The second and more important reason is that we should really avoid that tor relies on blockfinder for creating the modified geoip file. It's a great tool for verifying the output of those modifications, and I can highly recommend it for that, but it should stay optional. The main reason is that as many people as possible should be able to verify what modifications we make to MaxMind's database. The current 194 lines of Python in deanonymind.py and the 114 lines of documented manual changes in geoip-manual are probably at the upper limit of what we can expect enthusiastic community members to read and understand. And they can also use diff or their favorite tool to do this verification, because we give them all intermediate .csv files. Or they can use blockfinder if they wish. But giving them the 844 lines of blockfinder to review, which would probably grow far beyond 1000 lines when adding the A1-fixing functionality, means that hardly anybody will check what's going on.

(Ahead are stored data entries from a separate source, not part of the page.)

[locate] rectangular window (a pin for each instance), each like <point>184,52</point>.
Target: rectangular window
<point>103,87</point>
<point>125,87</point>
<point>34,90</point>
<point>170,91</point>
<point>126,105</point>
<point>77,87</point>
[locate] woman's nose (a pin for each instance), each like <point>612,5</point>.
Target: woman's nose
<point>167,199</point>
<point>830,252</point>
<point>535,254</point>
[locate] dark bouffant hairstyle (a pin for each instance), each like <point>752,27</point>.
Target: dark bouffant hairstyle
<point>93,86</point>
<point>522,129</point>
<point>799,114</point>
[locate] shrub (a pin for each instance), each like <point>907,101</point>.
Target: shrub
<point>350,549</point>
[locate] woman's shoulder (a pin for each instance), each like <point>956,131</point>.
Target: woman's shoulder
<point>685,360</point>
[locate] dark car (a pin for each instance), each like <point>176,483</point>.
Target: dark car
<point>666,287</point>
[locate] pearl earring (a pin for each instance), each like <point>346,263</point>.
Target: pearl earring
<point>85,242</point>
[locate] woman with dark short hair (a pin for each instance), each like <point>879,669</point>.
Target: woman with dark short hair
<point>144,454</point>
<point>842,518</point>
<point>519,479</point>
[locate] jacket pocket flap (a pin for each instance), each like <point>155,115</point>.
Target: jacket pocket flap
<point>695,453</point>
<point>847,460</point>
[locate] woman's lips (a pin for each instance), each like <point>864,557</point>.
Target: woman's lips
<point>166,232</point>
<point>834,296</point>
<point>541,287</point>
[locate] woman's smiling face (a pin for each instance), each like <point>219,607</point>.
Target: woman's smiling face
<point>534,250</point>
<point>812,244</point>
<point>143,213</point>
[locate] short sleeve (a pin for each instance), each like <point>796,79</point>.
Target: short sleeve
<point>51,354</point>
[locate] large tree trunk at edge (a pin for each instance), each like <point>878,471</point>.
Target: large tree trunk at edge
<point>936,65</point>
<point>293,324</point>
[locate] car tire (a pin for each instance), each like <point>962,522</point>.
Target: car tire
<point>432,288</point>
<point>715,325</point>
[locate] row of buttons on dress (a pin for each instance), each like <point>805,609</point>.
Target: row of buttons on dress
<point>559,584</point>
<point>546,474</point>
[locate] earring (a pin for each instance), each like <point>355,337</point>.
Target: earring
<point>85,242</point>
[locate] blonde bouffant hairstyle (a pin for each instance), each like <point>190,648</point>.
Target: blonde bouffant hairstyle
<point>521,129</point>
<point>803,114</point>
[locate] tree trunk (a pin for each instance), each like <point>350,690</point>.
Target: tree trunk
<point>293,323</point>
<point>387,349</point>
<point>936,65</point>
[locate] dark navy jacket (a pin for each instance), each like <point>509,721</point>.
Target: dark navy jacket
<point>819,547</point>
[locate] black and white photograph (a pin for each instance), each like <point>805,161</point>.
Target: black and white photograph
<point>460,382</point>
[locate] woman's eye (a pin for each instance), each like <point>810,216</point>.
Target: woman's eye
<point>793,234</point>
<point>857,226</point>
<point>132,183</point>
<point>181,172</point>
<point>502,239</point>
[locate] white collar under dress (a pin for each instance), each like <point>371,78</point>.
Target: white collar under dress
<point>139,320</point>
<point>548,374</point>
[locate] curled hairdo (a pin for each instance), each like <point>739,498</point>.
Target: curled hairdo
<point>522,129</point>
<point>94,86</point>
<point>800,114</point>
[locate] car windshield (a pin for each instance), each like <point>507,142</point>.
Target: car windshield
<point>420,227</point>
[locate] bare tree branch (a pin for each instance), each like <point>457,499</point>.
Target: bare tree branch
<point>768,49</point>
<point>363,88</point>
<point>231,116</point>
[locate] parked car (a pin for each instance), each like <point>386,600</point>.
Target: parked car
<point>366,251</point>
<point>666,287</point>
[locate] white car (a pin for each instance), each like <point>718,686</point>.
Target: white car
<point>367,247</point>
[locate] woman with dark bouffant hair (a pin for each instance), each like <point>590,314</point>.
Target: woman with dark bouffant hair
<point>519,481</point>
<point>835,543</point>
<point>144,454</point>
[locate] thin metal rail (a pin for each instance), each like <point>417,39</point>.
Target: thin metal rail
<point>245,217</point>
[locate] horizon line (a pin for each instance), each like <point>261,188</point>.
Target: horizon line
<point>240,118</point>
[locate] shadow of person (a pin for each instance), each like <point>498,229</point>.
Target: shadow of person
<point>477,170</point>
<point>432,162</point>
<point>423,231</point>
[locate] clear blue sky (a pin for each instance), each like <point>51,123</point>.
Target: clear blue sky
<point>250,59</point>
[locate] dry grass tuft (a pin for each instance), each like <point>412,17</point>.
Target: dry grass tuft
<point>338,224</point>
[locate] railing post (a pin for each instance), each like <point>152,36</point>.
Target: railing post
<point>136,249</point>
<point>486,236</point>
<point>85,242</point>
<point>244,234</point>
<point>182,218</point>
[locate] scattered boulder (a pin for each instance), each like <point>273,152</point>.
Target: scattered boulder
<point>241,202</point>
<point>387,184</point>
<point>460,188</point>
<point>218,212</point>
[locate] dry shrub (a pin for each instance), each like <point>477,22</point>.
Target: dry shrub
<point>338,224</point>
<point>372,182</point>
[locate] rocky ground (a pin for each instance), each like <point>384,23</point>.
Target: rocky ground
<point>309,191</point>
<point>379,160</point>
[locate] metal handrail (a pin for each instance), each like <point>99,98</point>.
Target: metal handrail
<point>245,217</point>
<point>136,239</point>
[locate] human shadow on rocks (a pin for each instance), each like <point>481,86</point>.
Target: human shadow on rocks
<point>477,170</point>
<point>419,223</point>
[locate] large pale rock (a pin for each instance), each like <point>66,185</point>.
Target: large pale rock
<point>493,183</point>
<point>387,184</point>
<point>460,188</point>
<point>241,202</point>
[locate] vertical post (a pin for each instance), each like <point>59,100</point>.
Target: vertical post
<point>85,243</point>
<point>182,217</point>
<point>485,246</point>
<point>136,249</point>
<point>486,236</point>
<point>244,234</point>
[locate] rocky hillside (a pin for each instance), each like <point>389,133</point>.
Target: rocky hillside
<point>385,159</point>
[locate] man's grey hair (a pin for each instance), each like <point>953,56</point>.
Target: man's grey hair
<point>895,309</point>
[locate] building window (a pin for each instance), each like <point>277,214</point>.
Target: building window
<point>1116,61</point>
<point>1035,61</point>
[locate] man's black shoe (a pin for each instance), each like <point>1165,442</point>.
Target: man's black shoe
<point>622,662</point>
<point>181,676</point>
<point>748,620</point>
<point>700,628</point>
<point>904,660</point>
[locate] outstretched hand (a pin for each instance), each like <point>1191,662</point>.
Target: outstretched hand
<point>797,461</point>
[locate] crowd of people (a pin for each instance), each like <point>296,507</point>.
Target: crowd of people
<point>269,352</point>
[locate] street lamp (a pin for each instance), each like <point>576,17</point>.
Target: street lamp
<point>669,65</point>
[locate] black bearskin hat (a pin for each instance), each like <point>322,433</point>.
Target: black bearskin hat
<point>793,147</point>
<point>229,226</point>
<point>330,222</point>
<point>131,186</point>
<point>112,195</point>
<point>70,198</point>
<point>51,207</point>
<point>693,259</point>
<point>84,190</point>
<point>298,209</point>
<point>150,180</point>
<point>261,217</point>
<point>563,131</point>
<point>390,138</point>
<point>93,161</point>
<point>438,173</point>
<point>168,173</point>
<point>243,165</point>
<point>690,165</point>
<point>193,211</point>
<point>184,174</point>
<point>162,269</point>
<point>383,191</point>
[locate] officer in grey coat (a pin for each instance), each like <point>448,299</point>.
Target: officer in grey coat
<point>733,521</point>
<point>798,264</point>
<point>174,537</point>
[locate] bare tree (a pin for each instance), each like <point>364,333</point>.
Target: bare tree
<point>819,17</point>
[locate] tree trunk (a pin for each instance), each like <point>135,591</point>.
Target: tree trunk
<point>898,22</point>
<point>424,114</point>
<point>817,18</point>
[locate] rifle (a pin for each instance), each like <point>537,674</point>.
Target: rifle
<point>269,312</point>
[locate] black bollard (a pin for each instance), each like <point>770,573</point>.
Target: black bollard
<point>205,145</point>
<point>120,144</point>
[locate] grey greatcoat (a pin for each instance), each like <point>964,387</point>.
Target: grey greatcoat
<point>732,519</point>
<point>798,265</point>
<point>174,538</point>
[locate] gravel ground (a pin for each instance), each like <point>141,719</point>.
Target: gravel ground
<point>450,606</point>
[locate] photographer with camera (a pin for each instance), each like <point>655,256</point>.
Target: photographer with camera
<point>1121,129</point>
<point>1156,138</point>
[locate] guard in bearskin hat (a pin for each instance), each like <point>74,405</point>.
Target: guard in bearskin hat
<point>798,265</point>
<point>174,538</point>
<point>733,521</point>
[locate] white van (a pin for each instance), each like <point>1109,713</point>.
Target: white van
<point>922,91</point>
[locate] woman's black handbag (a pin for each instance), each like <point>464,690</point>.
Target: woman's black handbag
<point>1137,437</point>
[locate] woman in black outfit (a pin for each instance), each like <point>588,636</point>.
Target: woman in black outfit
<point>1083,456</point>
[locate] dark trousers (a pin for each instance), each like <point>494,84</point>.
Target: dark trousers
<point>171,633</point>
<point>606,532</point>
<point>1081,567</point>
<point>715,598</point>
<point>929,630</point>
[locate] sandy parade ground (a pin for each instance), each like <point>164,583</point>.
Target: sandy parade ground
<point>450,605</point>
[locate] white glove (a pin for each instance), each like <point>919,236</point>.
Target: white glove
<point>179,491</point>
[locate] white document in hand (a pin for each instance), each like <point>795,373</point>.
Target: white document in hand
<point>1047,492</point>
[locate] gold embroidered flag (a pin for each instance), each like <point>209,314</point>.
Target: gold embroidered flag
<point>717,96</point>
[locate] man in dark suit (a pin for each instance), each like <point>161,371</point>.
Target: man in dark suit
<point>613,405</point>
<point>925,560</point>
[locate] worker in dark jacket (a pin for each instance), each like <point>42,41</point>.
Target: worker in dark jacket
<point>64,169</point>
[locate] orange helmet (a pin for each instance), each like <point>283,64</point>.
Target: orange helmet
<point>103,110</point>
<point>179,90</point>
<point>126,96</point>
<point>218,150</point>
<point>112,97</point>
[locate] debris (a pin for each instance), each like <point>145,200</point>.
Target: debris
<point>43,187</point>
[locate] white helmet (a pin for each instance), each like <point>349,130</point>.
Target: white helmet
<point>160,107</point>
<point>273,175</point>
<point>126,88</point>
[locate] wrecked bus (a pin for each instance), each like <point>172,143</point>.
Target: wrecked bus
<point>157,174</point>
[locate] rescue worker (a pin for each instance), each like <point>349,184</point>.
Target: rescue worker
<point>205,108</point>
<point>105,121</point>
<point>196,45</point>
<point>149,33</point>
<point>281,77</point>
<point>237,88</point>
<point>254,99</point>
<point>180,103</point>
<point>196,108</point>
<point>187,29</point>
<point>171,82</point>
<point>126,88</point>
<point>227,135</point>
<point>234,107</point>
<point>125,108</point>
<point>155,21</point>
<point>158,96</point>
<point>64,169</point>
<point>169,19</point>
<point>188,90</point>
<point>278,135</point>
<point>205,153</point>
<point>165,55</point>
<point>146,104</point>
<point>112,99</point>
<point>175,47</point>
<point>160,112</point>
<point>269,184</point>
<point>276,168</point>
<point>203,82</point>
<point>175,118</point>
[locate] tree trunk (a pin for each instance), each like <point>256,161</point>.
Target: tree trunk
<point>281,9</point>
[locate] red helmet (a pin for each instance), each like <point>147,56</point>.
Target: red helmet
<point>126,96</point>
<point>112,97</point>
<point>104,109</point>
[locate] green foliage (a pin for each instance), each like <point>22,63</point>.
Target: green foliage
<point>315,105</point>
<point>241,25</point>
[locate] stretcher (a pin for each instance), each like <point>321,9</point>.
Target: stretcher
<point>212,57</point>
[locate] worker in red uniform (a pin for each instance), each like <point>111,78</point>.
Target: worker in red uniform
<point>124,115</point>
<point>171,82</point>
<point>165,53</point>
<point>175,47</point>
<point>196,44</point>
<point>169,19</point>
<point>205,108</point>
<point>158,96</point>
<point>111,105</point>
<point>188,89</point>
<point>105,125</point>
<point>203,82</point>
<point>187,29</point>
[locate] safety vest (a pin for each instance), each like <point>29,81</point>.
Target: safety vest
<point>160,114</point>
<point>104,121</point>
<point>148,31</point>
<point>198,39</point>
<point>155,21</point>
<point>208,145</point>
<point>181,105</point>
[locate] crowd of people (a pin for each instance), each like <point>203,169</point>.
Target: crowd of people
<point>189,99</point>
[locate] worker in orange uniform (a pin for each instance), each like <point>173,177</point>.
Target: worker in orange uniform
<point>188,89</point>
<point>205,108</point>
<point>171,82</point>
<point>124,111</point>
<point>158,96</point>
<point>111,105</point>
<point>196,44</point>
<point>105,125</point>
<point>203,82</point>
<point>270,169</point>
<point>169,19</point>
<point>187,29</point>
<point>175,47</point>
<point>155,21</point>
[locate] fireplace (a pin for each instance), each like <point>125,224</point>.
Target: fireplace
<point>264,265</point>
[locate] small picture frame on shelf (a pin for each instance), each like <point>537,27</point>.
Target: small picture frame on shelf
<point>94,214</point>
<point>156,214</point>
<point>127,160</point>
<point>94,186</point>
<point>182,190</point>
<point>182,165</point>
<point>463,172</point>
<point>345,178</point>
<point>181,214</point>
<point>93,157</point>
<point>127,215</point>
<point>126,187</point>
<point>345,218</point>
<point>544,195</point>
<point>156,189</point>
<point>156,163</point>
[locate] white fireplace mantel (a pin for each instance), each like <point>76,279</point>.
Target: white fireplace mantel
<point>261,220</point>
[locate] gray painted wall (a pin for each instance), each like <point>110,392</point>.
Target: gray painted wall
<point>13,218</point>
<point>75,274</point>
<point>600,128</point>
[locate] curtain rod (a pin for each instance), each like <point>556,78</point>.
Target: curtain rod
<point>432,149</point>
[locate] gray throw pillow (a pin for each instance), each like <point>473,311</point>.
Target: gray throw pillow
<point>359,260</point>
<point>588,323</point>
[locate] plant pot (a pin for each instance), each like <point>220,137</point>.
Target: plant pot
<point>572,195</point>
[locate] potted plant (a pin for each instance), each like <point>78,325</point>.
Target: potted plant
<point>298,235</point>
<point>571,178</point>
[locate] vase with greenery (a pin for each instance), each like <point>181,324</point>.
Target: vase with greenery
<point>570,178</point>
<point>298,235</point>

Note that this discussion is unrelated from using a database produced by blockfinder as a general replacement for MaxMind's patched-up database. Ideally, we'd take the RIR delegation files as input, maybe add LIR information, run traceroutes and whatever else to confirm/contradict these assignments, and basically produce our own IP-to-country database. I'm willing to contribute more code to blockfinder to get closer to that, e.g., a CSV export function. Please open blockfinder issues for features you think are missing, and I might hack on them as time permits. But I think that's a separate discussion. In my understanding, this is something that can happen in 6--12 months from now, assuming we put enough energy into it, but not earlier.

Unrelated to your concerns, I'd be interested in your thoughts on the geoip-manual file. Can you review those manual changes? If you have additional facts, it would be good to add them as comments. And, of course, if you have contradicting facts, that would be even more important to know.

Leaving in needs_review, because I still think this code should be reviewed and merged into tor.

comment:17 Changed 7 years ago by karsten

Updated my task-6266 branch to the December database update.

What's the reviewing/merging status here?

comment:18 Changed 7 years ago by nickm

Resolution: fixed
Status: needs_reviewclosed

Merged this. I still haven't done more than sanity-check the python code, but since this program only needs to work for a couple of people, it doesn't need to be beautiful.

I guess we should have a new ticket for backporting geoip files? Closing this one.

If some other program should do this stuff, it'd be fine to have a ticket for that, though this is enough of a kludge that I'm okay having it be its own little kludgey script.